Dan Wilson on Model-Glue 3
You know what? I don't really give a sh!t what Dan's talking about - I just like listening to him. I reckon it's impossible to be in the same room as Dan for more than 5 minutes without cracking a smile. Oh yeah, Model-Glue's not bad either.
Bob Silverberg on ColdFusion 9's ORM Integration
I know, I know, that's pretty lame, right? Saying that my own presentations were a highlight. But in fact they were a highlight for me. I really enjoyed delivering these presentations, seeing the look on people's faces that told me "I'm getting it", and also receiving personal feedback from people who enjoyed my presos and benefitted from them. That is the most rewarding part of presenting. So I'd like to thank, once again, Dan, Jim and the team for inviting me to present, and also to thank everyone who attended my sessions, and especially those people who took the time to give me feedback on them.
Looking back at that list, one thing that really jumps out at me is the fact that not only did I get something out of each and every one of those sessions, but I learned something that I am going to use right away. That's pretty cool, and means that this conference has really helped me to improve as a ColdFusion developer.

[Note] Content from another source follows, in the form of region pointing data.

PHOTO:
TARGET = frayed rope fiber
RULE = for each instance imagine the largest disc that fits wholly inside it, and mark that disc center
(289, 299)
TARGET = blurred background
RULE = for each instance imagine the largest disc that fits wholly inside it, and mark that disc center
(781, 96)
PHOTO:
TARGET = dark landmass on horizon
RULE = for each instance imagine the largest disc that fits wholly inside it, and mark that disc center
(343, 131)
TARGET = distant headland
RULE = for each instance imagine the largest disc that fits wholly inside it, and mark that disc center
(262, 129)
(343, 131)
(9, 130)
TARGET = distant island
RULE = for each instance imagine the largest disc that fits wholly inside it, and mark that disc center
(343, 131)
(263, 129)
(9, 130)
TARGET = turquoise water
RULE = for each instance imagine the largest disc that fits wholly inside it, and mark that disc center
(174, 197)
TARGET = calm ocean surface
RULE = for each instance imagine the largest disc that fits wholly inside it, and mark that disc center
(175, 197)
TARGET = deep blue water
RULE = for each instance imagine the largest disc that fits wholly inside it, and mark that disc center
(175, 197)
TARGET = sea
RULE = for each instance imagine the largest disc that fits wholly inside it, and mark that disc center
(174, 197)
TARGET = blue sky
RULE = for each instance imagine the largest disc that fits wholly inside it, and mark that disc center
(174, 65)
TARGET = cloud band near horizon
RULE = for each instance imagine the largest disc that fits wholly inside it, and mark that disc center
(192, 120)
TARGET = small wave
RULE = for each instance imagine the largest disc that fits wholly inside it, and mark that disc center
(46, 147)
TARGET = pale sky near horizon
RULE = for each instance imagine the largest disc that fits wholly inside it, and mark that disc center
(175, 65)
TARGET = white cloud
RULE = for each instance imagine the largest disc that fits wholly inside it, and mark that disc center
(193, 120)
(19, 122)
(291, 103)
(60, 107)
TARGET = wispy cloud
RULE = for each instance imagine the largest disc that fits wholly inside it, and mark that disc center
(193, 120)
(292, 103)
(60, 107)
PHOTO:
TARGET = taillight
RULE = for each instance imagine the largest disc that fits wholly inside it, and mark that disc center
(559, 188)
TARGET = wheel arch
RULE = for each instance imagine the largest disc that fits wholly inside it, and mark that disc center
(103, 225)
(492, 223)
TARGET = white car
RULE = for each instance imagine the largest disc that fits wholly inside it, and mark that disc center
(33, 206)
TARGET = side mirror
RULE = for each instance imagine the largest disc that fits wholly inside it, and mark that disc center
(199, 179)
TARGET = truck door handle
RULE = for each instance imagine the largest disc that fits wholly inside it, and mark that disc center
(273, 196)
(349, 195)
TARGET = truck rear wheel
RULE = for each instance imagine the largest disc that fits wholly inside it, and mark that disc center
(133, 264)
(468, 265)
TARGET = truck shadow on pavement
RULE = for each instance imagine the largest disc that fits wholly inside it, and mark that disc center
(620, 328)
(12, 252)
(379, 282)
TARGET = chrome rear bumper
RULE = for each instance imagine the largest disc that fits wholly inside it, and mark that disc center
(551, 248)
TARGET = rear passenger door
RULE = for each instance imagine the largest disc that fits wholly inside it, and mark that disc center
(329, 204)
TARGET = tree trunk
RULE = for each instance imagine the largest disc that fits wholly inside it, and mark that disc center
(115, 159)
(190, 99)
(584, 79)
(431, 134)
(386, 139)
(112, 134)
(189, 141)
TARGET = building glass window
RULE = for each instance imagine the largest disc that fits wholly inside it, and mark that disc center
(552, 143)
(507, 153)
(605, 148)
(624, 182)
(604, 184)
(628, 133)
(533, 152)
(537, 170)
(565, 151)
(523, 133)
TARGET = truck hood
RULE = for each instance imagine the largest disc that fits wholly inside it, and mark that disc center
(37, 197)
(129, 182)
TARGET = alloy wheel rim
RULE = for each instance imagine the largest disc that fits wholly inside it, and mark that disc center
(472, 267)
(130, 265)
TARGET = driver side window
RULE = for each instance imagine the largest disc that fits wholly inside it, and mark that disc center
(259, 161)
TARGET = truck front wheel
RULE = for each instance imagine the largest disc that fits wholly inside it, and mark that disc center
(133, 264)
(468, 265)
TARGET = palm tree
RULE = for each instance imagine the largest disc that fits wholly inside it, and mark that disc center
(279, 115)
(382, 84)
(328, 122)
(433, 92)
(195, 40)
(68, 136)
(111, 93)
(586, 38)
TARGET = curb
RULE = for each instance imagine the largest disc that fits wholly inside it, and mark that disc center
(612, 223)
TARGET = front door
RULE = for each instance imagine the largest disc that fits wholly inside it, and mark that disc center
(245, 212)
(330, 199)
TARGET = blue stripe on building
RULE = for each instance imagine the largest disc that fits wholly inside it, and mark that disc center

There were non-session related highlights as well:
The Speaker's Dinner
The team organized a dinner that included not only all of the speakers, but all of the volunteers as well. I think this was a great idea, as it gave me a chance to meet a lot of the folks who made this conference possible, and whom I may not have had a chance to meet otherwise. Of course the dinner was fun and it was also nice to see old friends and meet a bunch of folks who I only knew virtually prior to that.
The Networking Event
After dinner we all headed to the networking event, at a local nightclub, where all of the attendees had gathered. Again, it was a great chance to catch up with folks that I haven't seen since cf.Objective() in May, and to meet many new people. The atmosphere of the club was cool, but the music was a bit too loud for my liking. Perhaps it's my age showing, but I would have preferred to not have to yell just to have a conversation with the person next to me. Dan himself can attest to the fact that I started to lose my voice towards the end of the evening. I'm glad I had already delivered my presentations that day. Oh, and I shouldn't forget to mention that there were plentiful and delicious snacks available at the event, which I really appreciated (and consumed).
Hanging Out with Folks
The dinner and networking event were, as with everything else, well organized and lots of fun, but I also spent a number of hours in the hotel bar, socializing with friends new and old. This is always a highlight of any conference for me, and often the only chance you get to have real conversations with people.
Who doesn't love an oreo?
Authentic Whole-hog, Pit-cooked Barbecue
My flight home was on Monday morning, so I had Sunday night to fill up after the conference had ended. Dan Wilson was kind enough to arrange an outing to The Pit, for some authentic Barbecue. Mmm, mmm, good. I got a chance to meet the woman foolish enough to marry him, and to chat with a few more developers that I hadn't met during the conference. Thanks Dan for arranging that.
Well, I think that about covers it. I wonder how close to Toronto I am now? (Remember, I'm in the plane flying home as I write this). I sure hope that I'm invited back to speak next year, but even if I'm not speaking there's no way I'm going to miss this conference next year. Maybe I'll see y'all there?